The most memorable symbol of the cathedral, the tower called Giralda was actually built during Moorish Spain as the minaret of the Almohad Mosque (begun in 1184). Similar to the Mezquita (#946) in Cordoba, the mosque was converted into a church (and the Giralda a bell tower) after the Reconquista (1248). The Giralda was designed by the same architect (Jabir) as the Koutoubia mosque in Marrakech (#988) and the Hassan Mosque in Rabat (#864), although the top part of La Giralda dates from the Renaissance. I found it most impressive because it has no stairs to ascend to the top, only a ramp, and this ramp is high and wide and flat enough that a horse can be ridden all the way up!

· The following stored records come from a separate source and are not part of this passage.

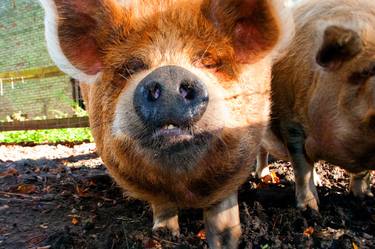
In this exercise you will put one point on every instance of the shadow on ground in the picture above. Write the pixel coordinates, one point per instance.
(71, 202)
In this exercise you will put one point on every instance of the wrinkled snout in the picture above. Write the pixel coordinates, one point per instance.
(170, 95)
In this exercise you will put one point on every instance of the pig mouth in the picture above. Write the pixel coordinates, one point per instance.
(173, 138)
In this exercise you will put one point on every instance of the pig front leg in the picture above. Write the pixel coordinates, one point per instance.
(166, 216)
(360, 184)
(222, 221)
(262, 168)
(306, 193)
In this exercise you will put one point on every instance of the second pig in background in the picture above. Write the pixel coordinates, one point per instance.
(324, 96)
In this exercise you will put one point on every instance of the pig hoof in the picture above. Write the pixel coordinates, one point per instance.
(360, 185)
(317, 179)
(360, 193)
(228, 239)
(163, 231)
(263, 172)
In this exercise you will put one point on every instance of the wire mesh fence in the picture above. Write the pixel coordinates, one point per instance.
(34, 94)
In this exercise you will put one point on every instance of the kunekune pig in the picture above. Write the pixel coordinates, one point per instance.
(323, 94)
(179, 95)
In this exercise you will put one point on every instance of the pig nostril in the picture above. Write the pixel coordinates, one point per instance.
(187, 91)
(154, 92)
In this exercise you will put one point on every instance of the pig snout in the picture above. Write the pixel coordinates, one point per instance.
(170, 95)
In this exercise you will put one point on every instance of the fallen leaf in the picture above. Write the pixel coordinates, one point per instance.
(152, 244)
(44, 226)
(308, 232)
(75, 221)
(81, 192)
(202, 235)
(92, 183)
(26, 188)
(9, 172)
(354, 245)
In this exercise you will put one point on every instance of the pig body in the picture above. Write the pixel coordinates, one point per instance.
(178, 96)
(323, 94)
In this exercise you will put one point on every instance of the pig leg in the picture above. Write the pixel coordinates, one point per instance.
(306, 193)
(262, 163)
(222, 221)
(166, 216)
(317, 179)
(360, 184)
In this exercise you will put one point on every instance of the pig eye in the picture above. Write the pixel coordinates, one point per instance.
(208, 61)
(362, 76)
(133, 66)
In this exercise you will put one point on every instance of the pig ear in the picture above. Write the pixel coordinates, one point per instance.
(339, 46)
(75, 33)
(255, 27)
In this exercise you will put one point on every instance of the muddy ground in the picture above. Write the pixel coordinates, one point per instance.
(62, 197)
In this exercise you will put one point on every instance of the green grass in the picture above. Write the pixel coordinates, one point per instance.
(47, 136)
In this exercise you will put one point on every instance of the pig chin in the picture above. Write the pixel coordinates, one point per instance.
(174, 147)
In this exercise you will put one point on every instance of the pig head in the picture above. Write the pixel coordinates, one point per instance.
(178, 95)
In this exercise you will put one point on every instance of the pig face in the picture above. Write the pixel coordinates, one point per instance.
(179, 93)
(346, 84)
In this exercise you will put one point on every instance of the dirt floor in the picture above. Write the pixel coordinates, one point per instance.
(62, 197)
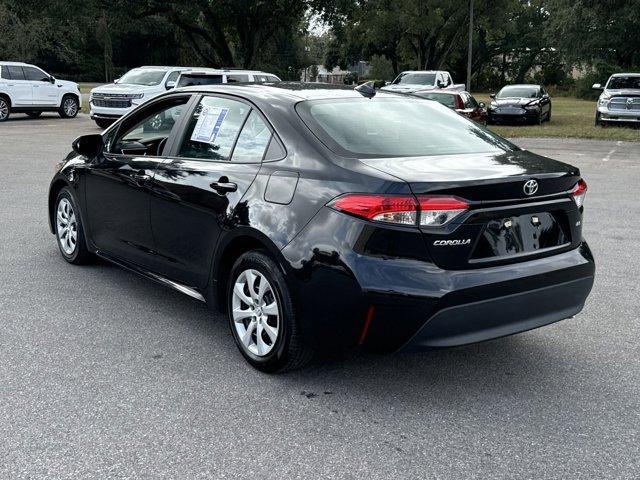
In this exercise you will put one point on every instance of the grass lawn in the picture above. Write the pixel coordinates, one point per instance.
(570, 117)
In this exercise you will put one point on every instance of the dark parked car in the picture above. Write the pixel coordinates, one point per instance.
(318, 218)
(520, 104)
(461, 102)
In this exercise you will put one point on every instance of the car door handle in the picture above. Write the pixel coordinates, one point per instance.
(224, 186)
(141, 177)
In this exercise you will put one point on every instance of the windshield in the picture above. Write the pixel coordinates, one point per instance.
(191, 80)
(518, 92)
(443, 98)
(619, 83)
(395, 127)
(145, 76)
(415, 79)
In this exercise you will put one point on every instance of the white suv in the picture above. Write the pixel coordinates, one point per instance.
(110, 102)
(27, 89)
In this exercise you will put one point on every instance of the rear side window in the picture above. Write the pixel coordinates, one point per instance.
(15, 73)
(387, 126)
(237, 78)
(253, 140)
(213, 129)
(35, 74)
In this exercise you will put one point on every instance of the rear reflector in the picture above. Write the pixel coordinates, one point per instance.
(579, 192)
(433, 211)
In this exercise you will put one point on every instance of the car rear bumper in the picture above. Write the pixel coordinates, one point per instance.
(501, 316)
(348, 295)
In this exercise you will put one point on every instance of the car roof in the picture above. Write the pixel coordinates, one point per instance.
(285, 91)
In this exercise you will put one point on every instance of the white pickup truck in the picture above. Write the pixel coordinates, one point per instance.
(414, 80)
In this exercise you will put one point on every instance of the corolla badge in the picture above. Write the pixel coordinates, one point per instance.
(530, 187)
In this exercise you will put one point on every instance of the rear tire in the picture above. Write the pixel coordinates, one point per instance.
(262, 317)
(69, 230)
(5, 109)
(103, 123)
(69, 107)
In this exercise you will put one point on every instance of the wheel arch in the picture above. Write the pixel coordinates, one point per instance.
(57, 185)
(230, 248)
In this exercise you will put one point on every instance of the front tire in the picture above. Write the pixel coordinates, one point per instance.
(69, 230)
(69, 107)
(262, 317)
(5, 109)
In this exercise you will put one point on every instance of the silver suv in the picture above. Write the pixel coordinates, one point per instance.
(619, 101)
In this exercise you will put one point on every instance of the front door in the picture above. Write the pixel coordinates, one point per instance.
(19, 87)
(45, 93)
(118, 184)
(197, 194)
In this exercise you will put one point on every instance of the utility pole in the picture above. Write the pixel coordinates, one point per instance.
(470, 45)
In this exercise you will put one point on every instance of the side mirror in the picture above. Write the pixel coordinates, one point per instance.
(89, 146)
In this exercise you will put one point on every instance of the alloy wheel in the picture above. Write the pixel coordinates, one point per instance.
(70, 107)
(67, 226)
(255, 311)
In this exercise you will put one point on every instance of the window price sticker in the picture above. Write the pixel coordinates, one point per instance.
(209, 124)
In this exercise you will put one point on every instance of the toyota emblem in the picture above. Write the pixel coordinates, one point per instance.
(530, 187)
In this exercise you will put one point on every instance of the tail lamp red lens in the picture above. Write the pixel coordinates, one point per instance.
(423, 210)
(579, 192)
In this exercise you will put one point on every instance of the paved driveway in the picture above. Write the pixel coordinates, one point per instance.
(107, 375)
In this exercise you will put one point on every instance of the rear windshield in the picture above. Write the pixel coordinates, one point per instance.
(518, 92)
(191, 80)
(443, 98)
(144, 76)
(395, 127)
(619, 83)
(415, 79)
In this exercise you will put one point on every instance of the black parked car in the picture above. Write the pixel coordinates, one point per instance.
(520, 104)
(319, 218)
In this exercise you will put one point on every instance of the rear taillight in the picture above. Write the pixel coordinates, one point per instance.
(427, 211)
(579, 192)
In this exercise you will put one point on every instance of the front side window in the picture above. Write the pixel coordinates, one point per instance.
(15, 73)
(143, 76)
(385, 126)
(213, 129)
(35, 74)
(147, 133)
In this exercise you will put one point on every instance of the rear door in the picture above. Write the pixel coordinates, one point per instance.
(18, 86)
(45, 93)
(197, 192)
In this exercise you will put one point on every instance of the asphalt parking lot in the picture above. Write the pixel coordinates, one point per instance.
(107, 375)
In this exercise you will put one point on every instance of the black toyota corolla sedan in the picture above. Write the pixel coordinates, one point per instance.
(520, 104)
(319, 218)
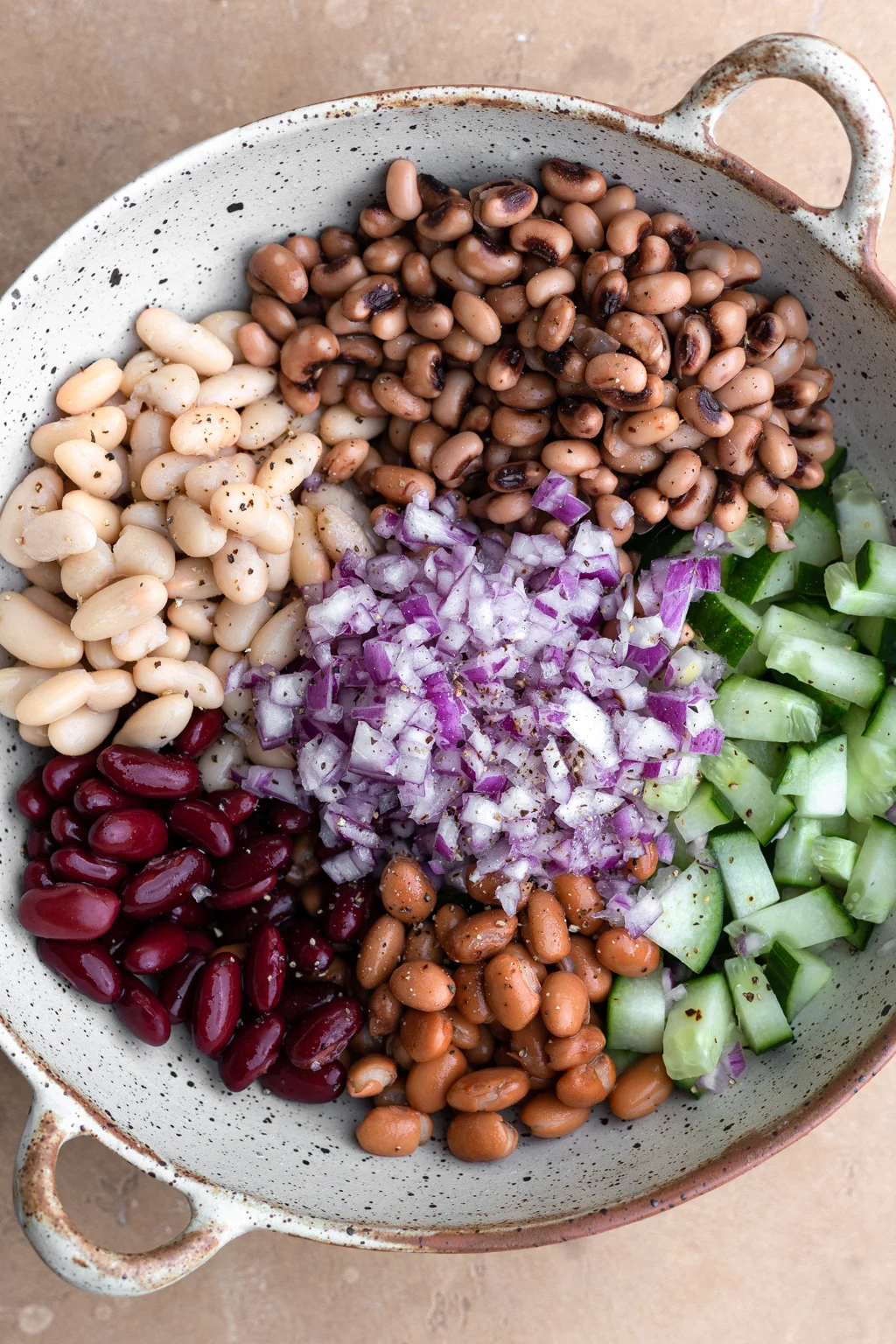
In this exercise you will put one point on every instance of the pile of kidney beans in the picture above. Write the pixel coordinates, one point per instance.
(178, 906)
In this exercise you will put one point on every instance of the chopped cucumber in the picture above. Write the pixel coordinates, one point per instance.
(725, 626)
(748, 792)
(637, 1013)
(692, 914)
(803, 920)
(852, 676)
(767, 712)
(795, 976)
(858, 512)
(872, 885)
(745, 872)
(697, 1028)
(707, 809)
(760, 1015)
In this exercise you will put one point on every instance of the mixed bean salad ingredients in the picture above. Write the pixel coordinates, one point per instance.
(469, 668)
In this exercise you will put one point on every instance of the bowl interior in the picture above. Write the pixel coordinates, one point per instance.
(178, 238)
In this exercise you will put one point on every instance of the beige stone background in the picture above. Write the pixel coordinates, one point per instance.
(93, 92)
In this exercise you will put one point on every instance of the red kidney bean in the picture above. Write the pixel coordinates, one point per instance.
(67, 827)
(143, 1012)
(216, 1003)
(133, 834)
(94, 796)
(306, 948)
(69, 910)
(164, 882)
(304, 995)
(243, 895)
(37, 874)
(346, 913)
(256, 860)
(236, 804)
(62, 776)
(313, 1088)
(148, 773)
(265, 968)
(251, 1051)
(288, 819)
(202, 730)
(178, 987)
(155, 949)
(87, 965)
(323, 1033)
(203, 825)
(32, 799)
(75, 864)
(39, 843)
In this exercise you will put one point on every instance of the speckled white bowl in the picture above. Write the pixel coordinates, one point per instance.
(178, 237)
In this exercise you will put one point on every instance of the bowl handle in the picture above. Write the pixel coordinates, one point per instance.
(850, 228)
(72, 1254)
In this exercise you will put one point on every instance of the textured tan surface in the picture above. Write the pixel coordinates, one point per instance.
(801, 1249)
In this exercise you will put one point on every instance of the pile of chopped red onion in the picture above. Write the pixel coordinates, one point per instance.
(464, 704)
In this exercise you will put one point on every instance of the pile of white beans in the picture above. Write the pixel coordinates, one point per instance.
(160, 542)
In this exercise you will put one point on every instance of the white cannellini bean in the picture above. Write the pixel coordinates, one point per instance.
(170, 676)
(193, 578)
(236, 624)
(40, 492)
(205, 430)
(140, 640)
(240, 570)
(120, 608)
(93, 468)
(140, 550)
(225, 327)
(182, 341)
(108, 426)
(172, 388)
(218, 761)
(82, 576)
(90, 388)
(54, 699)
(278, 640)
(236, 388)
(202, 481)
(192, 529)
(30, 634)
(262, 423)
(52, 536)
(156, 724)
(80, 732)
(103, 515)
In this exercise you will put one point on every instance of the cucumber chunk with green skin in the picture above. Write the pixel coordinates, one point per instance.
(765, 711)
(748, 792)
(872, 885)
(852, 676)
(860, 516)
(745, 874)
(697, 1028)
(803, 920)
(760, 1015)
(780, 621)
(724, 626)
(835, 859)
(793, 854)
(707, 809)
(795, 976)
(692, 914)
(637, 1013)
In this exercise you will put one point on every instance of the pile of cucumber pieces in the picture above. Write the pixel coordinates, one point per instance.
(782, 839)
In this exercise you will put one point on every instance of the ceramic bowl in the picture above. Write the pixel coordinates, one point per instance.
(178, 237)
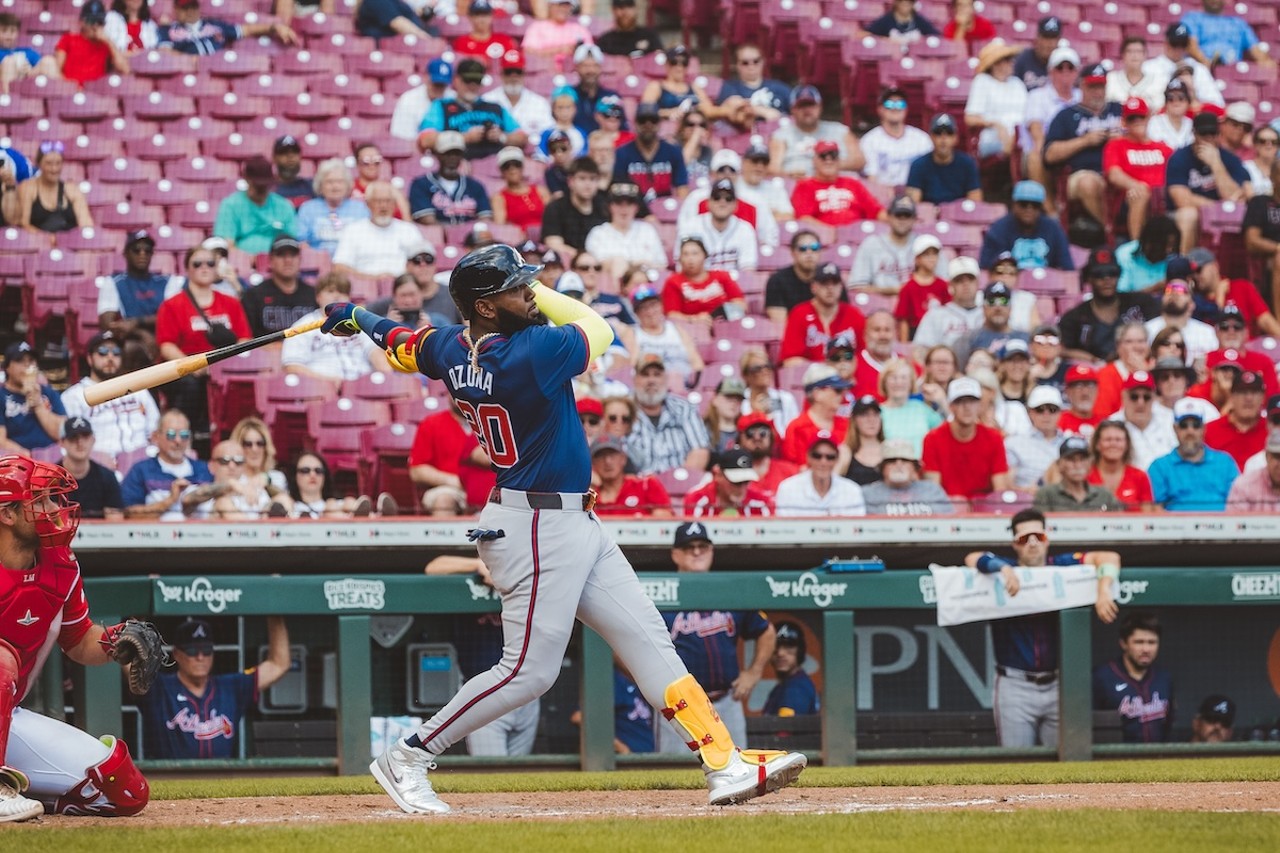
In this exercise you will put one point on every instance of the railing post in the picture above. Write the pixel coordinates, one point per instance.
(355, 694)
(1075, 705)
(595, 739)
(839, 701)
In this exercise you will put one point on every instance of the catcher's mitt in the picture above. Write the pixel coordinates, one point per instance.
(140, 649)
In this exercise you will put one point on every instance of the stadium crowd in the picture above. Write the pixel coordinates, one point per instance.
(1059, 291)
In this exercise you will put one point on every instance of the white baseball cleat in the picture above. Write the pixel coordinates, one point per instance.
(402, 771)
(13, 806)
(750, 774)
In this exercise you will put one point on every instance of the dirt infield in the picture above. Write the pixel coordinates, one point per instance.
(570, 806)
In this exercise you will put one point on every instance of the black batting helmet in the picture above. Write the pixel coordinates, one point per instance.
(791, 634)
(487, 272)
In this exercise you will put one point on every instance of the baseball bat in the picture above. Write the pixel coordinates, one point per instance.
(167, 372)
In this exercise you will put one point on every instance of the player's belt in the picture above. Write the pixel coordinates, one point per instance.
(544, 500)
(1022, 675)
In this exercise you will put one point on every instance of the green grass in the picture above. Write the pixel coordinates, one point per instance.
(1043, 831)
(1175, 770)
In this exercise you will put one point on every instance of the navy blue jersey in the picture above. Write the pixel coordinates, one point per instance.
(632, 717)
(707, 642)
(1146, 706)
(792, 697)
(520, 402)
(181, 725)
(1031, 642)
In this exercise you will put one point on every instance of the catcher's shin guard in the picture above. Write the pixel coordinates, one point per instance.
(113, 787)
(689, 707)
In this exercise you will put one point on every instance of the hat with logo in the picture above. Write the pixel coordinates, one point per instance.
(736, 466)
(1073, 446)
(18, 351)
(193, 633)
(923, 243)
(1048, 27)
(1139, 379)
(942, 123)
(964, 388)
(726, 159)
(439, 71)
(1043, 396)
(1064, 54)
(1136, 106)
(1095, 74)
(1206, 123)
(689, 533)
(140, 236)
(1217, 708)
(805, 96)
(77, 427)
(823, 375)
(963, 265)
(1247, 382)
(1079, 373)
(1185, 409)
(1029, 191)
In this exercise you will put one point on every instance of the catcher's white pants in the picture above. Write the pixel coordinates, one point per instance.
(53, 753)
(549, 566)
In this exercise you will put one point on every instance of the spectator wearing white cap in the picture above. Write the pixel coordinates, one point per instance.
(1033, 452)
(949, 323)
(557, 35)
(752, 204)
(892, 145)
(967, 459)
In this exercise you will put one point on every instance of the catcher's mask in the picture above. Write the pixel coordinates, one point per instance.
(41, 489)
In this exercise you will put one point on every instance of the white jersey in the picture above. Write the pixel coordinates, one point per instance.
(735, 247)
(120, 425)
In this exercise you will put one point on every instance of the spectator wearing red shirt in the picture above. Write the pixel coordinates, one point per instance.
(1082, 392)
(1112, 466)
(759, 438)
(967, 459)
(1243, 430)
(87, 55)
(446, 456)
(1134, 163)
(830, 197)
(481, 41)
(625, 495)
(924, 290)
(731, 491)
(696, 292)
(813, 324)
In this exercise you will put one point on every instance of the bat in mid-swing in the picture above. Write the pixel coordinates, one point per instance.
(167, 372)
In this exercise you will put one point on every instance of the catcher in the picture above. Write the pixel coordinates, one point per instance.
(46, 765)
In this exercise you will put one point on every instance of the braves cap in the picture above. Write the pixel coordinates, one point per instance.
(689, 533)
(193, 633)
(77, 427)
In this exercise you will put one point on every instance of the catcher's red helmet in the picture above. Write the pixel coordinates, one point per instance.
(41, 488)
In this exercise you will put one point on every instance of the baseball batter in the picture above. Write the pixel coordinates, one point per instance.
(1027, 647)
(46, 765)
(548, 553)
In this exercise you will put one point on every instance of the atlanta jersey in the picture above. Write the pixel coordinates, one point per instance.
(41, 606)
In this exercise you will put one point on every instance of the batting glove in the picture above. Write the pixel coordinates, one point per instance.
(341, 320)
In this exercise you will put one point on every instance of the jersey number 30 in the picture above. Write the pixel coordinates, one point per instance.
(492, 425)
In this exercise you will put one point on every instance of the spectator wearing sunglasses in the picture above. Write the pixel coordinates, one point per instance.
(1193, 477)
(169, 486)
(193, 714)
(119, 425)
(1027, 647)
(892, 145)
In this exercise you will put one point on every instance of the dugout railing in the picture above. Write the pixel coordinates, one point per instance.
(833, 603)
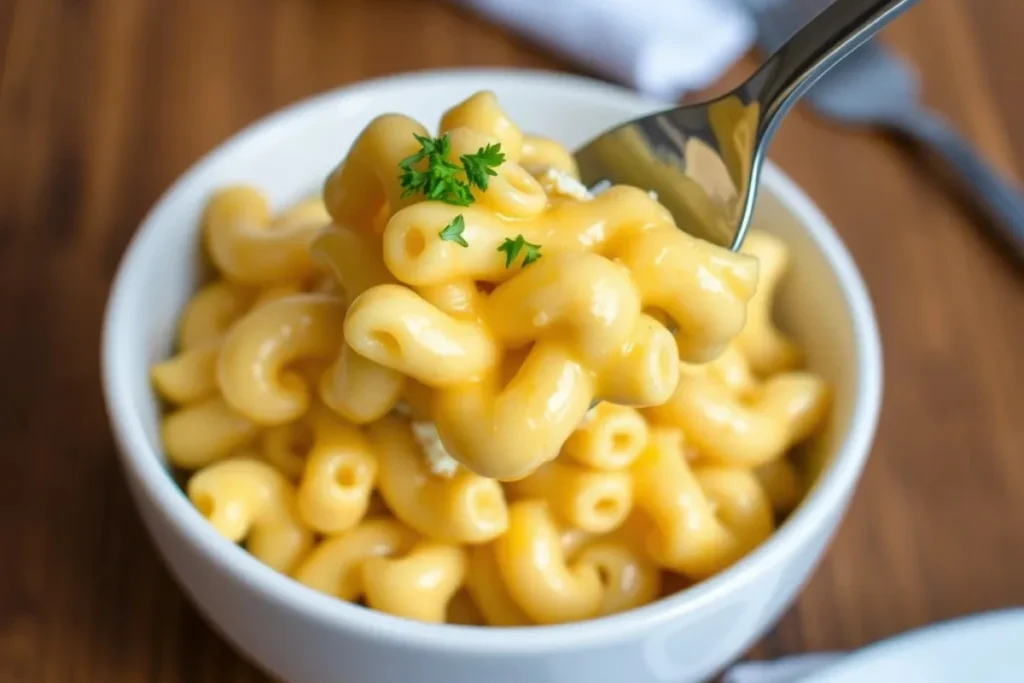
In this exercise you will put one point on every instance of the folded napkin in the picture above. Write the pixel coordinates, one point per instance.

Officially called the Cathedral of Saint Mary of the See, it is the largest gothic church and the third largest church in the world. It surpassed the biggest at the time (the Hagia Sophia) when it was completed in the 16th century, having taken over a 100 years to build (1402-1506). It was damaged and/or destroyed by several earthquakes such as in 1356, 1376, 1511, and 1888. 
The nave is the longest in Spain and rises to a height of 42m. It has 80 chapels inside and 15 doors on its four sides: aside from the Main Door (the Door of Assumption), there are the Door of the Baptism, the Door of the Nativity (or Saint Michael), the Door de la Longa (or Saint Christopher), Door of the Conception, Door of the Lizard (a stuffed crocodile hangs from the ceiling!), Door of the Sanctuary, Door of Forgiveness, Door of the Sticks (or Adoration of the Magi), and the Door of the Bells. 
The burial place of Chistopher Columbus is just one symbol of its connection to the new world exploration: it was the trade wealth from the Americas that allowed such a large monstrosity to be built, and the gold that gilds its interior came from the new world. Along with the Alcazar and the General Archive of the Indies, it was declared a UNESCO World Heritage Site in 1987.
Interesting Anecdote: In 1874, artist Bartolome Esteban Murillo's painting of Saint Anthony was stolen, only to be sold to the New York City Art Gallery by an immigrant, who purchased it for $250 and sent it back to Spain.